Untuk pembahasan subjek inilah saya juga mengajak Anda pagi hari ini sambil kita memulai lokus kita terkait studi tentang doktrin Allah.
Pengenalan akan Allah adalah inti kehidupan. Dalam bukunya yang menakjubkan, Knowing God (Mengenal Allah), J.I. Packer menulis demikian:
"Untuk apakah kita diciptakan? Untuk mengenal Allah. Tujuan apakah yang perlu kita tetapkan dalam hidup kita? Mengenal Allah. Apakah kehidupan kekal yang diberikan oleh Yesus? Pengenalan tentang Allah. Yohanes 17:3, 'Inilah hidup kekal itu, yaitu bahwa mereka mengenal Engkau, satu-satunya Allah yang benar, dan mengenal Kristus Yesus yang telah Engkau utus.'' Apakah hal yang terbaik dalam hidup, yang mendatangkan sukacita, kesukaan, dan kepuasan melebihi segala hal yang lain? Pengenalan akan Allah."
Packer melanjutkan,
"Kita telah dibawa ke titik tempat kita dapat dan harus menentukan prioritas hidup kita. Dari publikasi Kristen sekarang ini, Anda mungkin berpendapat bahwa permasalahan terpenting bagi seorang Kristen atau calon orang Kristen di dunia pada masa kini adalah persatuan gereja, atau saksi sosial, atau dialog dengan orang Kristen lain dan iman-iman lainnya, atau menyanggah pemahaman ini atau itu, atau mengembangkan suatu filosofi dan budaya Kristen, atau apa pun yang dapat Anda pikirkan. Namun, bidang studi kita menjadikan konsentrasi masa kini terhadap hal-hal ini terlihat seperti konspirasi salah arah yang sangat besar. Tentu saja, itu bukanlah hal semacam itu; permasalah-permasalahan itu nyata dan harus ditangani. Namun, tragisnya, saat memerhatikan masalah-masalah tersebut, begitu banyak orang pada zaman kita tampaknya teralihkan perhatiannya dari apa yang sudah, sedang, dan akan menjadi prioritas sejati dari setiap umat manusia -- yaitu, mengenal Allah dalam Kristus."[1]
Pengenalan akan Allah harus menjadi prioritas utama kita dalam hidup.
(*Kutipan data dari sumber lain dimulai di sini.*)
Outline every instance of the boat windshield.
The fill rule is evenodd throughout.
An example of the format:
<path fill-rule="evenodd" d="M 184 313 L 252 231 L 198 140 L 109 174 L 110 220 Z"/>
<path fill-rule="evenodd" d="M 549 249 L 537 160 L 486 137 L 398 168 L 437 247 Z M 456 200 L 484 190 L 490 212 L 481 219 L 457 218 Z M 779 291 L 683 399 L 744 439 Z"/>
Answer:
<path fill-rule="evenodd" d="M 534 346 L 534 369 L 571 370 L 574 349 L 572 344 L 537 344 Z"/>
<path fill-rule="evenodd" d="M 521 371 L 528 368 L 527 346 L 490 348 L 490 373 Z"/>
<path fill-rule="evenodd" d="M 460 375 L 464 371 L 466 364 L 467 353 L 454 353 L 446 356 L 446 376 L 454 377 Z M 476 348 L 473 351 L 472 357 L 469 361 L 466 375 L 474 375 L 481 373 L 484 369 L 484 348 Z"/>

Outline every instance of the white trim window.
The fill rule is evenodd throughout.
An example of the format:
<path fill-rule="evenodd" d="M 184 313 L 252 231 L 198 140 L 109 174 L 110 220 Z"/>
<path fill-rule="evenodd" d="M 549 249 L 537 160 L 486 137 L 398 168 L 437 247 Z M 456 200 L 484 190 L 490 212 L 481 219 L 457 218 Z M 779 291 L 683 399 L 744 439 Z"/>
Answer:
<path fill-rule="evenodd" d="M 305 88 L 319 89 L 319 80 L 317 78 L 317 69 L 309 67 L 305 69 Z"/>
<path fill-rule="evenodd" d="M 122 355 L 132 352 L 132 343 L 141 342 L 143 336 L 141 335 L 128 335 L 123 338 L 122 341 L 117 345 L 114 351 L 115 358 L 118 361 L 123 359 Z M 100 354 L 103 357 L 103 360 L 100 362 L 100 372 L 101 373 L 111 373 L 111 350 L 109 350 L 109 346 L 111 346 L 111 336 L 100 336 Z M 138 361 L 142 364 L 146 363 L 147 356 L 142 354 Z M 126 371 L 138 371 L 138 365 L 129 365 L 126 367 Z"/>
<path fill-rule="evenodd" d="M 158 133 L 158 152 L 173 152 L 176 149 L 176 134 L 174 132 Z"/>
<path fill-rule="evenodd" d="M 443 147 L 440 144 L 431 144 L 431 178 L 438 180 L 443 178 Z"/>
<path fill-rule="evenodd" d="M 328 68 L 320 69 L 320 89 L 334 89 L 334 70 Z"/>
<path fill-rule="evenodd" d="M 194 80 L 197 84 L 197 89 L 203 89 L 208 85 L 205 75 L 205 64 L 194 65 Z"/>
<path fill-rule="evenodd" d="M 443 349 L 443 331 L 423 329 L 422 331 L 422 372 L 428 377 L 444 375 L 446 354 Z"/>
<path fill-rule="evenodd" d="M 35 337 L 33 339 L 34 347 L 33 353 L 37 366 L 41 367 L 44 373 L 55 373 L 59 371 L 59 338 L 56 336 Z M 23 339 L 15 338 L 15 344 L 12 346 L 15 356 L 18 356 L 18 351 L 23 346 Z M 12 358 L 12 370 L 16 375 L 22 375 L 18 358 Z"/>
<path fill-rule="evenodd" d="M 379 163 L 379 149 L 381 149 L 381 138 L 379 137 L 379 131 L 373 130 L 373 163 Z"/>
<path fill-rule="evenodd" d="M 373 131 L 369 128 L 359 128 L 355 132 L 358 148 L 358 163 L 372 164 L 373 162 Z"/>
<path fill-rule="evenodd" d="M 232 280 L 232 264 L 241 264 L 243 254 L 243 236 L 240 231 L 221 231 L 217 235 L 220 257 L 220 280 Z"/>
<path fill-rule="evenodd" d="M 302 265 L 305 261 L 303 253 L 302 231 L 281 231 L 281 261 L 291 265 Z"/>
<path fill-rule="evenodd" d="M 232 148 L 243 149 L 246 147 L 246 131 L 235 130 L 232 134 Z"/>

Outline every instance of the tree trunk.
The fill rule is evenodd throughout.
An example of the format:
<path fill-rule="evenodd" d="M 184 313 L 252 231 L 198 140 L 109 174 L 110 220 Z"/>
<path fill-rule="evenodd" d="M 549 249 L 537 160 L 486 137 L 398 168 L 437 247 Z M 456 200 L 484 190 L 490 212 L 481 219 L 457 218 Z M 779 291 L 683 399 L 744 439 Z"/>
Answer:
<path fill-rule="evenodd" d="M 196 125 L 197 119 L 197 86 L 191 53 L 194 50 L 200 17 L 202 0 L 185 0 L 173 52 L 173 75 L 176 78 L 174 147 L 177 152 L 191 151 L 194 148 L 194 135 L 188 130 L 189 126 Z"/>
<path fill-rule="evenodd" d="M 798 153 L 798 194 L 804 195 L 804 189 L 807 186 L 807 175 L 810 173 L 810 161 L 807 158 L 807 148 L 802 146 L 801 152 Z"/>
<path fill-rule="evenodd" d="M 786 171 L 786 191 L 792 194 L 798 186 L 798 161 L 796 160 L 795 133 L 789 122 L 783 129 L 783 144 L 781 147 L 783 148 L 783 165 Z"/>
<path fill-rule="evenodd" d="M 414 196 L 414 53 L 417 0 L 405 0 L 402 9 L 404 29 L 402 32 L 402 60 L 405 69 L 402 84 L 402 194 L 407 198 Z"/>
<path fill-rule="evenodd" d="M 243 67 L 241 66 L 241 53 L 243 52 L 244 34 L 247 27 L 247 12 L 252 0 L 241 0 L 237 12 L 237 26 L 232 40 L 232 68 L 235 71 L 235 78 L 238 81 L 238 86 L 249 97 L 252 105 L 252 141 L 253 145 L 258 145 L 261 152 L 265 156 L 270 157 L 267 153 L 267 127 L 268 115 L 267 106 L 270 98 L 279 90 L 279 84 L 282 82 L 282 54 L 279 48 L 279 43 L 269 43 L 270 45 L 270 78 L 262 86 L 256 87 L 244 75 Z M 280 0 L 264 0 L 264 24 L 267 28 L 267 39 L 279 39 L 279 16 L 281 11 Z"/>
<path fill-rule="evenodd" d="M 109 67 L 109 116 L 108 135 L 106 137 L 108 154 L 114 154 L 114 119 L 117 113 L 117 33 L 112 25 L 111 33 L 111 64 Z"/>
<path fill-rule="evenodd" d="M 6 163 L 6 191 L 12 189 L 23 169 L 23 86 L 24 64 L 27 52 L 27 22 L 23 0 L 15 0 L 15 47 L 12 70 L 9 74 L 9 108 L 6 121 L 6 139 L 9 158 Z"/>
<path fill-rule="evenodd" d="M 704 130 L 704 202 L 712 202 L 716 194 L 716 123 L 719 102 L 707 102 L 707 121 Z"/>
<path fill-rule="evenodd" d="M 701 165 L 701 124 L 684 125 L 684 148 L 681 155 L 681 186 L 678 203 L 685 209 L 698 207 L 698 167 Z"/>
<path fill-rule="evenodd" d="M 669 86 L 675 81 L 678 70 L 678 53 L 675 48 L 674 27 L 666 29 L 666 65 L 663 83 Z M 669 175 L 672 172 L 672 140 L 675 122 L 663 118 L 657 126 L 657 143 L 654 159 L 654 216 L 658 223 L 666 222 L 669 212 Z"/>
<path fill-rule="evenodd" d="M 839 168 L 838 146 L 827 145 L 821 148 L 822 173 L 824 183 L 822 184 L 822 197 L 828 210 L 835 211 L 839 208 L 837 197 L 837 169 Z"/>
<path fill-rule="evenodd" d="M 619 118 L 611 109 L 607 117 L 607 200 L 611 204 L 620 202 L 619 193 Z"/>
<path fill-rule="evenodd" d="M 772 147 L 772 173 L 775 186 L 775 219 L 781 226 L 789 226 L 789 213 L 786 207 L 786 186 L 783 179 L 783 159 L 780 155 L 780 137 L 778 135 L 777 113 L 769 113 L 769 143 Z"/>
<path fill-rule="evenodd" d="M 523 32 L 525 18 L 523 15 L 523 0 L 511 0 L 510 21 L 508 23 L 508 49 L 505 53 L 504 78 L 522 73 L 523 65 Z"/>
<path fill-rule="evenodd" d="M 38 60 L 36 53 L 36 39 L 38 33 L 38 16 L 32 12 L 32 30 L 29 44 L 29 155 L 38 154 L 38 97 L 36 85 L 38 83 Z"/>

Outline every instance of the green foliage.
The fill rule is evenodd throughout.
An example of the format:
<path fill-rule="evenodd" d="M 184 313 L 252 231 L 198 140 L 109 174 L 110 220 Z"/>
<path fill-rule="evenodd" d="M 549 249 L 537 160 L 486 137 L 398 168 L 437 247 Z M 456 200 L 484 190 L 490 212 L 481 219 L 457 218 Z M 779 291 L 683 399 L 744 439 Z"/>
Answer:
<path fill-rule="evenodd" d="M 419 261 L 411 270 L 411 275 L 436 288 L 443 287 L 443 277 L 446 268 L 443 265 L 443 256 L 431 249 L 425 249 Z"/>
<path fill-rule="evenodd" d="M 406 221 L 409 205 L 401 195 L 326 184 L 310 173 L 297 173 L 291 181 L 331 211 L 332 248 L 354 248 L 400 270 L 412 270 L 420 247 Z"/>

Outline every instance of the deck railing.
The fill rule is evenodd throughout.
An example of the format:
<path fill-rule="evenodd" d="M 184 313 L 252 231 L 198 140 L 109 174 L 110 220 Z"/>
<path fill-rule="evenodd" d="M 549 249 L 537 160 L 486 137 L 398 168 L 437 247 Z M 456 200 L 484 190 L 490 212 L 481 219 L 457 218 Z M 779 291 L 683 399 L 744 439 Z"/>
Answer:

Namun, perbedaan penting perlu ditekankan. Ada perbedaan besar antara mengetahui tentang Allah dan mengenal Allah. Mengetahui tentang Allah utamanya adalah perihal informasi, sementara mengenal Allah melibatkan pengalaman dan keterlibatan personal secara langsung. Sebagai ilustrasi: bayangkan Anda adalah seorang lajang, dan saya memiliki bola kristal yang dengannya, saya bisa melihat dan mengungkapkan kepada Anda tentang pasangan seperti apa yang akan Anda nikahi kelak.[2] Saya dapat memberi tahu Anda seperti apa penampilan orang tersebut, apa yang dia sukai atau tidak sukai, kelebihannya, kekurangannya, bakatnya, kemampuan intelektualnya, dan kedewasaan rohaninya. Anda akan mengetahui segala sesuatu tentang dia. Namun, dapatkah Anda mengatakan bahwa Anda mengenal dia? Saya kira tidak sama sekali. Tidak ada relasi personal antara Anda dan dia. Bahkan, saat mendengar perkataan saya, Anda mungkin akan berkata, "Wah, saya tidak sabar ingin mengenal dia!" Terdapat perbedaan besar antara mengetahui tentang seseorang dan benar-benar mengenal orang tersebut. Melalui bola kristal, Anda mungkin bisa tahu segala hal tentang dia, tetapi pada kemudian hari, dia akan masuk ke dalam kehidupan Anda, dan Anda akan benar-benar dapat mengenal dia pada tingkat personal.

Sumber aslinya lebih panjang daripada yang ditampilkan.